In [None]:
# SDXL Dreambooth Training With Kohya_SS SD-Scripts - No-config version
# Run each cell in sequence

In [None]:
# 1. INSTALL DEPENDENCIES


!wget https://raw.githubusercontent.com/yushan777/kohya_ss_vastai/main/colors.py -q
from colors import bcolors
from IPython.display import clear_output
!apt-get update -y && apt-get install -y libgl1
clear_output(wait=True)

print(f"{bcolors.BOLD}{bcolors.GREEN}Installing dependencies - this will take a few minutes...{bcolors.ENDC}")
print(f"{bcolors.BOLD}{bcolors.GREEN}Ignore any warnings about running pip as the 'root'{bcolors.ENDC}")
!pip install torch==2.0.1+cu118 torchvision==0.15.2+cu118 --extra-index-url https://download.pytorch.org/whl/cu118 --root-user-action=ignore # no_verify leave this to specify not checking this a verification stage
!pip install xformers==0.0.20 bitsandbytes==0.35.0 --root-user-action=ignore
!pip install tensorboard==2.12.3 tensorflow==2.12.0 wheel --root-user-action=ignore
!pip install protobuf==3.20.3 --root-user-action=ignore
!pip install tensorrt --root-user-action=ignore
!pip install gdown --root-user-action=ignore
!pip install accelerate==0.19.0 --root-user-action=ignore
!pip install transformers==4.30.2 --root-user-action=ignore
!pip install diffusers[torch]==0.18.2 --root-user-action=ignore
!pip install ftfy==6.1.1 --root-user-action=ignore
!pip install albumentations==1.3.0 --root-user-action=ignore
!pip install opencv-python==4.7.0.68 --root-user-action=ignore
!pip install einops==0.6.0 --root-user-action=ignore
!pip install pytorch-lightning==1.9.0 --root-user-action=ignore
!pip install bitsandbytes==0.35.0 --root-user-action=ignore
!pip install tensorboard==2.12.0 --root-user-action=ignore
!pip install safetensors==0.3.1 --root-user-action=ignore
!pip install altair==4.2.2 --root-user-action=ignore
!pip install easygui==0.98.3 --root-user-action=ignore
!pip install toml==0.10.2 --root-user-action=ignore
!pip install voluptuous==0.13.1 --root-user-action=ignore
!pip install huggingface-hub==0.15.1 --root-user-action=ignore
!pip install invisible-watermark==0.2.0  --root-user-action=ignore
!pip install open-clip-torch==2.20.0 --root-user-action=ignore
!pip install protobuf==3.20.3 --root-user-action=ignore
!pip install -e . --root-user-action=ignore
clear_output(wait=True)
print(f"{bcolors.BOLD}{bcolors.GREEN}Finished installing dependencies.{bcolors.ENDC}")



In [None]:
# 2. VARIABLES
# The following variables can be changed according to your project preferences
token_word = "ohwx"
class_word = "person" 
training_repeats = 40 
training_root_dir = "training_images" 
regularization_root_dir = "reg_images"

project_name = "myProject"
output_dir = "trained_models"

In [None]:
# 3. CREATE DATASET FOLDERS

# ================================================================
# your training and reg image subfolders will be named according to what is set in previous cell: 
# so if you stuck with the defaults, they would be for example :
# "training_images/40_ohwx person"
# "reg_images/1_person"
training_dir = f'{training_root_dir}/{training_repeats}_{token_word} {class_word}'
reg_dir = f'{regularization_root_dir}/1_{class_word}'

# back to parent folder
%cd /workspace/sd-scripts

import os
if os.path.exists(training_dir) == False:
  os.makedirs(training_dir)
  print(f'{training_dir} Created.')
else:
  print(f'{training_dir} already exists.')

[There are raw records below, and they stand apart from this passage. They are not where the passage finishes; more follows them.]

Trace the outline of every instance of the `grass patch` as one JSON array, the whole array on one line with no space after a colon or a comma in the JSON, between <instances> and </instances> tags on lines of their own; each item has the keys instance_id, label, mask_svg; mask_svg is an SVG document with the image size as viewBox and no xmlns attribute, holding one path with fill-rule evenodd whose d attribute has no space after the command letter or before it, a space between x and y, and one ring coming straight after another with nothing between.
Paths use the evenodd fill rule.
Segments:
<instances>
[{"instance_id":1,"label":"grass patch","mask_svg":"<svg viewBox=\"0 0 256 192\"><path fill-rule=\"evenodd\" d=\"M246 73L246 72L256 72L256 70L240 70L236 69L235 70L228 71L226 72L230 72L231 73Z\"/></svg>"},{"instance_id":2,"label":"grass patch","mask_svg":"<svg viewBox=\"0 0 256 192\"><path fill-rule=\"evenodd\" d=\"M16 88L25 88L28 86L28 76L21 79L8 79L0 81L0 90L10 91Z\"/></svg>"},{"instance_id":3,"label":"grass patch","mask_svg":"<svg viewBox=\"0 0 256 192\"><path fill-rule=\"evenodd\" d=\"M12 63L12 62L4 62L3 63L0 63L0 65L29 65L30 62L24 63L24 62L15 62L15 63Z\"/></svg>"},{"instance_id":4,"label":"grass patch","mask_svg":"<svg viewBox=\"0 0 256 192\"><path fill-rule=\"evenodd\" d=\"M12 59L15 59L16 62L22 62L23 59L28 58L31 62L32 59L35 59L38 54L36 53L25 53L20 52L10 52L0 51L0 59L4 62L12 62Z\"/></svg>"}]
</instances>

if os.path.exists(reg_dir) == False:
  os.makedirs(reg_dir)
  print(f'{reg_dir} Created.')
else:
  print(f'{reg_dir} already exists.')


In [None]:
# 4. Download and unzip images to appropriate folders
import shutil
import zipfile

# =================================================================
# Use YOUR OWN Google Drive file IDs for your image zips
training_images_file_ID = '1BIixbqMYW5-eOvTFC_RaZyWmlnBzey-0' 
reg_images_file_ID = '1CIqOhLBfzrl5OkvGgbp2XK_njdFh5bMw'
# =================================================================

# download training images from google drive, rename to train.zip
!gdown '{training_images_file_ID}' -O train.zip

# move train.zip to training images sub folder
shutil.move('train.zip', f'{training_dir}')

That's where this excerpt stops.